Anthony Tarracino, known to one and all as Capt. Tony, spent two years as mayor of Key West, Fla., and 60 years as one of the most colorful characters in an island city full of them.
During his 92 years, he was a bootlegger, gambler, gunrunner, saloonkeeper, fishing boat captain, ladies’ man and peerless raconteur. He died Nov. 1 of heart and lung ailments in Key West.
Tarracino survived on his wits and cunning long before his arrival in raffish Key West in 1948 with $18 in his pocket. He spent more than three decades as a charter boat captain and for 28 years owned a dank, musty bar that once doubled as the city morgue.
Capt. Tony’s Saloon, an unprepossessing spot on Greene Street, still bears Tarracino’s name almost 20 years after he sold it. It was the original site of Sloppy Joe’s Saloon, which was the favorite watering hole of Ernest Hemingway when he lived in Key West in the 1930s.
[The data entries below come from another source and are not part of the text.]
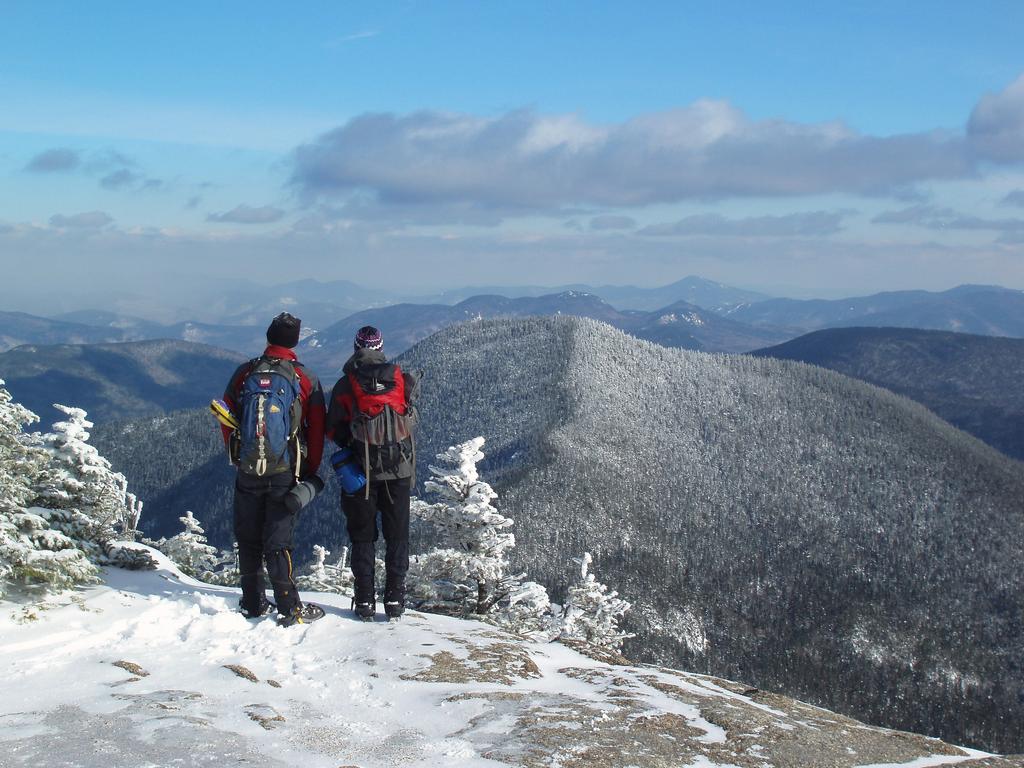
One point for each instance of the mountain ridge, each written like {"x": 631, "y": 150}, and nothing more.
{"x": 167, "y": 672}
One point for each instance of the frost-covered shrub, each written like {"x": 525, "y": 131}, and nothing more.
{"x": 88, "y": 502}
{"x": 33, "y": 551}
{"x": 192, "y": 553}
{"x": 325, "y": 577}
{"x": 592, "y": 612}
{"x": 471, "y": 573}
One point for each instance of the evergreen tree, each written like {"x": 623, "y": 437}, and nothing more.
{"x": 32, "y": 552}
{"x": 471, "y": 574}
{"x": 87, "y": 501}
{"x": 473, "y": 571}
{"x": 190, "y": 552}
{"x": 324, "y": 577}
{"x": 591, "y": 612}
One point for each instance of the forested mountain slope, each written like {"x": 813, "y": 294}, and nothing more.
{"x": 117, "y": 381}
{"x": 166, "y": 673}
{"x": 771, "y": 521}
{"x": 974, "y": 382}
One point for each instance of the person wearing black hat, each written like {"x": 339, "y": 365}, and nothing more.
{"x": 372, "y": 414}
{"x": 273, "y": 394}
A huge tree grows in the center of the tavern and disappears through the roof. License plates, business cards and countless women’s bras are stapled to the ceiling and walls. In the 1970s, the tropical troubadour Jimmy Buffett performed at Capt. Tony’s for tips and beers. Until a few months ago, Tarracino was a regular presence at Capt. Tony’s, where he greeted visitors, told stories and signed T-shirts and posters displaying his grizzled likeness.
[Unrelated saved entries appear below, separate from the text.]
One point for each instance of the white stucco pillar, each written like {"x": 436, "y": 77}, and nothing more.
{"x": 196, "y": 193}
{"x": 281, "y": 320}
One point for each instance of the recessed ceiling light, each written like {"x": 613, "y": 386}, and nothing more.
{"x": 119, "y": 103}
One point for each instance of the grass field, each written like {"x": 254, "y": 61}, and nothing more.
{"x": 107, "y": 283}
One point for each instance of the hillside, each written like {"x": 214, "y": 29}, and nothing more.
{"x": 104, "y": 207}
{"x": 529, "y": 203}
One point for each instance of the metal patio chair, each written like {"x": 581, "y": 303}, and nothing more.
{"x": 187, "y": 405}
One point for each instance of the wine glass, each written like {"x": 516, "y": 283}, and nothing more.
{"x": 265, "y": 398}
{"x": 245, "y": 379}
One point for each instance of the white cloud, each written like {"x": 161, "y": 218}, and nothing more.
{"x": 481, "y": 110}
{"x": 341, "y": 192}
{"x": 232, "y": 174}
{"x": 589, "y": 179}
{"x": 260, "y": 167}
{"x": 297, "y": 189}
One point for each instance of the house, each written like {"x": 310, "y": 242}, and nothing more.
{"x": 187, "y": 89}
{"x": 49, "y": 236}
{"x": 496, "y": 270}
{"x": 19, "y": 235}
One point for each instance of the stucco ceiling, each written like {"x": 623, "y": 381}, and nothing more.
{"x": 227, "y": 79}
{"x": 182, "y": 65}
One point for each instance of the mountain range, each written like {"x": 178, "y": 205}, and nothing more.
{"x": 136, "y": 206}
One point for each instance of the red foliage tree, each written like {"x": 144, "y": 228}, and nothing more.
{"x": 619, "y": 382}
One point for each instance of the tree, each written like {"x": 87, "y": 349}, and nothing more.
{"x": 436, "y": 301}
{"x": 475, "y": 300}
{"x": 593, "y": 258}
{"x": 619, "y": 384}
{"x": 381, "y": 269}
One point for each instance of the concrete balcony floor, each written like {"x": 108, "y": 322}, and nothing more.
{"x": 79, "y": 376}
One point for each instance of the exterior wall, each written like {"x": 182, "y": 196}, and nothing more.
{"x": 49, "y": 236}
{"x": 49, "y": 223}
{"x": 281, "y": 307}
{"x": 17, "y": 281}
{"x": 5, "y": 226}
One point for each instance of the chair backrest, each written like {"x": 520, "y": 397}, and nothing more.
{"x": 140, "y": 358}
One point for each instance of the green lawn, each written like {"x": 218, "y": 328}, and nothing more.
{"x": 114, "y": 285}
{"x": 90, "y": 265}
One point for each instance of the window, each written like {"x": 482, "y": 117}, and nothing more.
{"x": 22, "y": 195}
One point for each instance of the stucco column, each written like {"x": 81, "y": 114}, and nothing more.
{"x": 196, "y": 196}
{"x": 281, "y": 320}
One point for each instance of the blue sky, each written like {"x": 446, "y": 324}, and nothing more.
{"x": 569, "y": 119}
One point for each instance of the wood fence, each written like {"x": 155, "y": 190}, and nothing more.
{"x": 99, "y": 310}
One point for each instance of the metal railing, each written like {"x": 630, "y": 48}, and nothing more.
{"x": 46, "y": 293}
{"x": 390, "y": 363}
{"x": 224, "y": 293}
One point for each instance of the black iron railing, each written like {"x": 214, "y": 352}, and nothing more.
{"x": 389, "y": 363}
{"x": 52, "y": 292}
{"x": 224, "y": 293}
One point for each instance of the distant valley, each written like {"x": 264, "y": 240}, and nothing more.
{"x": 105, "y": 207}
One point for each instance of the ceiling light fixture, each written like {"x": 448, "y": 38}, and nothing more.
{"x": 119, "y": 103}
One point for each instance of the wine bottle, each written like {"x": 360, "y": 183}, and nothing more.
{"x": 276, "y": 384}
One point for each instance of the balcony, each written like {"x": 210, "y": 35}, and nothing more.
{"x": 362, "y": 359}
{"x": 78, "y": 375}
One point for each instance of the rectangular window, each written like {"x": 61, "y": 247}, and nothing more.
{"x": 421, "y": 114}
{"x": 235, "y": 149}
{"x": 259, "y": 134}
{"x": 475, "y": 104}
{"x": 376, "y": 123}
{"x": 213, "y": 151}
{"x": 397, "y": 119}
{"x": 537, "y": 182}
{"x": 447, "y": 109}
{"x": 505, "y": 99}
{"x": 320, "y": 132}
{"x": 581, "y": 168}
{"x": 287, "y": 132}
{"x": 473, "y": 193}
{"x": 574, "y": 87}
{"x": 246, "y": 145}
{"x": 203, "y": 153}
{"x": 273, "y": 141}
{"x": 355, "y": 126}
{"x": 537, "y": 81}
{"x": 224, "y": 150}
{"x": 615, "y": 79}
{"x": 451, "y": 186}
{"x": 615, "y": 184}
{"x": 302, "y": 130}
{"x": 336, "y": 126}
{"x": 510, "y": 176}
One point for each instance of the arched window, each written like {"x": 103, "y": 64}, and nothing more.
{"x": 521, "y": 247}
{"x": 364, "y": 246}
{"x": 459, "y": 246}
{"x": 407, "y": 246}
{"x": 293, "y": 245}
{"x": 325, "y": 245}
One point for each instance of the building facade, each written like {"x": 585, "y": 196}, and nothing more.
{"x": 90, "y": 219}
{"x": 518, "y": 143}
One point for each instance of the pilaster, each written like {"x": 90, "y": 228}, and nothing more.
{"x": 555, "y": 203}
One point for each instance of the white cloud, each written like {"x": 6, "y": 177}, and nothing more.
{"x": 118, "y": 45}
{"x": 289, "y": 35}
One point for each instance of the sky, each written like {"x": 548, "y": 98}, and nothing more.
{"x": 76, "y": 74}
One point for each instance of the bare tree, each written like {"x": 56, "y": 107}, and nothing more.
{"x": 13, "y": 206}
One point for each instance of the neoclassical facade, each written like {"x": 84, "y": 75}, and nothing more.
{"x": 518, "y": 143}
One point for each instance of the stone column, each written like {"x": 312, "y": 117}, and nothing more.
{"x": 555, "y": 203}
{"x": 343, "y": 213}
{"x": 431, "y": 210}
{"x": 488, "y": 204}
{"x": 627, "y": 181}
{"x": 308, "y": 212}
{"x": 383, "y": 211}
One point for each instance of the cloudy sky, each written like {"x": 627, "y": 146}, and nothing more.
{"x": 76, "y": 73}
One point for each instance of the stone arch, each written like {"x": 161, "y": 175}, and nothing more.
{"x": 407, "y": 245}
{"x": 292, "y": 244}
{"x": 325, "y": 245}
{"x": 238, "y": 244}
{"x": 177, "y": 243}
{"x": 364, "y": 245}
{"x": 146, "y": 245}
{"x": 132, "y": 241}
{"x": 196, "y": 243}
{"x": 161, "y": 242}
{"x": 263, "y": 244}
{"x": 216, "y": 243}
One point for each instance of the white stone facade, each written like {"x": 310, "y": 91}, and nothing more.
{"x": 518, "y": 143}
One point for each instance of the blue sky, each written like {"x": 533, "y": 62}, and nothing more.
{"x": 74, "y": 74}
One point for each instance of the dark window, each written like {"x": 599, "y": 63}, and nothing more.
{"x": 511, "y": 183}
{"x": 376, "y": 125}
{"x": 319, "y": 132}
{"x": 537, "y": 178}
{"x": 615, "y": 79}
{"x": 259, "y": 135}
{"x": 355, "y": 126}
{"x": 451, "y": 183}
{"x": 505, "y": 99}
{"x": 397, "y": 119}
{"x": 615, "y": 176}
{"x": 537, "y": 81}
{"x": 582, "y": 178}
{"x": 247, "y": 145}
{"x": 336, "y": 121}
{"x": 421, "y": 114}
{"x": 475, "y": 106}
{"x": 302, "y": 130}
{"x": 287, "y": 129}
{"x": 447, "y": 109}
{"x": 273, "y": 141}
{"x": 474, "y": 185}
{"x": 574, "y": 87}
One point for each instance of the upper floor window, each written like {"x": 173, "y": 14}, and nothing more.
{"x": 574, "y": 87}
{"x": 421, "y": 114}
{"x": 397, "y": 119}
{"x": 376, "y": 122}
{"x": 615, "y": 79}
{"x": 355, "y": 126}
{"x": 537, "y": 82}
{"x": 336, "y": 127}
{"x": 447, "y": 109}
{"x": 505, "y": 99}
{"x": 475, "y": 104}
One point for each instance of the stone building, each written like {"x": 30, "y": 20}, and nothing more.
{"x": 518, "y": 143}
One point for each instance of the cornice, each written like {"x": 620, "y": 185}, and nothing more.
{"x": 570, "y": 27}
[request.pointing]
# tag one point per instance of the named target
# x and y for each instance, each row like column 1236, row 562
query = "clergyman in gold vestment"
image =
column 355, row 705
His most famous slogan, which became part of his successful run for mayor in 1989, was: “All you need in this life is a tremendous sex drive and a great ego. Brains don’t mean (a word we can’t print in the newspaper).”
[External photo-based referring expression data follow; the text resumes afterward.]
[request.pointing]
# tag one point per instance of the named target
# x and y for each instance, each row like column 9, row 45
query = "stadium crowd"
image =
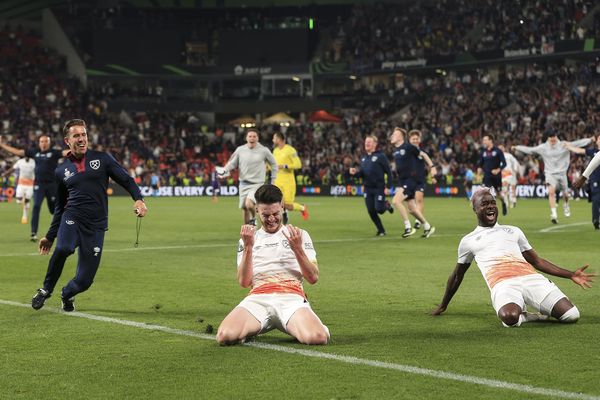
column 515, row 103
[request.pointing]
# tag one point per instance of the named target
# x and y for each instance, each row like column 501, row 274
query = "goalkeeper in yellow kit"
column 287, row 161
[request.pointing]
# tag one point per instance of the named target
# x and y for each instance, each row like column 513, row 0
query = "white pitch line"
column 493, row 383
column 560, row 227
column 230, row 245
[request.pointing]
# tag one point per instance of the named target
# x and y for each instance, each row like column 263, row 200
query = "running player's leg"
column 90, row 252
column 50, row 194
column 508, row 301
column 38, row 199
column 370, row 199
column 552, row 203
column 596, row 209
column 563, row 185
column 66, row 242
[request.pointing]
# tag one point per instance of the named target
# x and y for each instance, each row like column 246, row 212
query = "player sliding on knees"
column 507, row 263
column 274, row 260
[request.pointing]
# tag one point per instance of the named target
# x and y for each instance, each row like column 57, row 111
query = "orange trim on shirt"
column 507, row 268
column 280, row 287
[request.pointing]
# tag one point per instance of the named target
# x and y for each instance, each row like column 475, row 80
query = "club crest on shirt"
column 68, row 174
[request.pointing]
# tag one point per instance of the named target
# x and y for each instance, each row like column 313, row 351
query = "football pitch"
column 146, row 327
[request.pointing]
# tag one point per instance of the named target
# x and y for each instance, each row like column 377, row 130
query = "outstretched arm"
column 310, row 270
column 429, row 163
column 578, row 276
column 245, row 260
column 12, row 150
column 452, row 286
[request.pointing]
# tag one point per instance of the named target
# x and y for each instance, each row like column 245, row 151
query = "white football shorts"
column 559, row 181
column 273, row 310
column 535, row 290
column 24, row 192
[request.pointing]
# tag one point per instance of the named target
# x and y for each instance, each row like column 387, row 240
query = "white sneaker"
column 536, row 316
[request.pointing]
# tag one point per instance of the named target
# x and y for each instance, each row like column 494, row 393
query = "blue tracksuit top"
column 406, row 156
column 373, row 168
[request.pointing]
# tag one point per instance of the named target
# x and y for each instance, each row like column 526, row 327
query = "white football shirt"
column 497, row 251
column 274, row 265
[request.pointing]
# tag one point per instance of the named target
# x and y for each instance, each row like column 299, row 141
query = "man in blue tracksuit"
column 492, row 162
column 592, row 175
column 46, row 159
column 81, row 214
column 376, row 173
column 405, row 158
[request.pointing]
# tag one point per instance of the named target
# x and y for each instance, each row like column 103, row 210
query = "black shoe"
column 68, row 304
column 408, row 232
column 389, row 207
column 428, row 232
column 38, row 300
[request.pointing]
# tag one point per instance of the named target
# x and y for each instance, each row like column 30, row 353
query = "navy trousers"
column 89, row 241
column 41, row 191
column 375, row 202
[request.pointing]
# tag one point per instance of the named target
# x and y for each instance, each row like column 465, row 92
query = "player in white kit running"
column 24, row 193
column 274, row 260
column 507, row 262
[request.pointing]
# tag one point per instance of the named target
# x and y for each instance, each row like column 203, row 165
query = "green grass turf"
column 374, row 294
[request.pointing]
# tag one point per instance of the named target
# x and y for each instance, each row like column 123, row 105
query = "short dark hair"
column 72, row 122
column 268, row 194
column 414, row 132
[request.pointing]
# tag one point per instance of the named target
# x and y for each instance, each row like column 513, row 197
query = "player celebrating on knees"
column 507, row 263
column 274, row 260
column 81, row 214
column 287, row 162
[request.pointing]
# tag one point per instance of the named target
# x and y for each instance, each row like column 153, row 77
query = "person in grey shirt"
column 556, row 163
column 250, row 160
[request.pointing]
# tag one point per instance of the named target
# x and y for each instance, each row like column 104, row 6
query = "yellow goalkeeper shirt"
column 288, row 157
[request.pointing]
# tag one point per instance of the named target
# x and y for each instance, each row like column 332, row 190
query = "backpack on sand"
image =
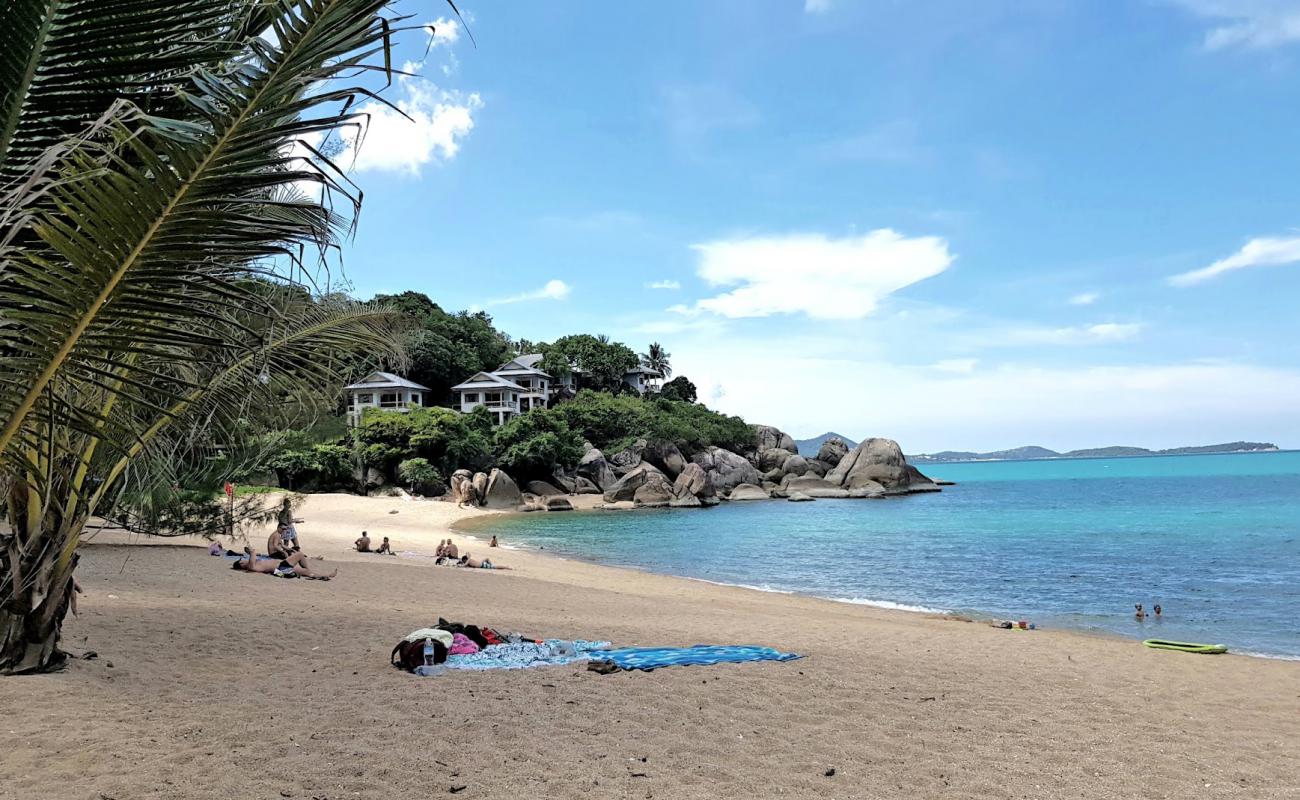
column 410, row 654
Tarracino ran for mayor of Key West in 1985 but lost by 52 votes to a banker named Tom Sawyer. Locals joked that the race was between someone named for a fictional character and someone who was a fictional character.
Four years later, when Tarracino ran again, some people objected to his frequent use of a certain four-letter word. He was unapologetic, saying, “I just hope everybody in Key West who uses that word votes for me. If they do, I’ll win in a landslide.” He won by 32 votes out of more than 6,000 cast.
His goal as mayor was to limit Key West’s growth and to keep its reputation as a refuge for eccentrics and renegades who had found their way to the southernmost point of the continental United States.
“Key West is an insane asylum,” he told the Chicago Tribune then. “We’re just too lazy to put up the walls or fences. I want to retain that mystique.”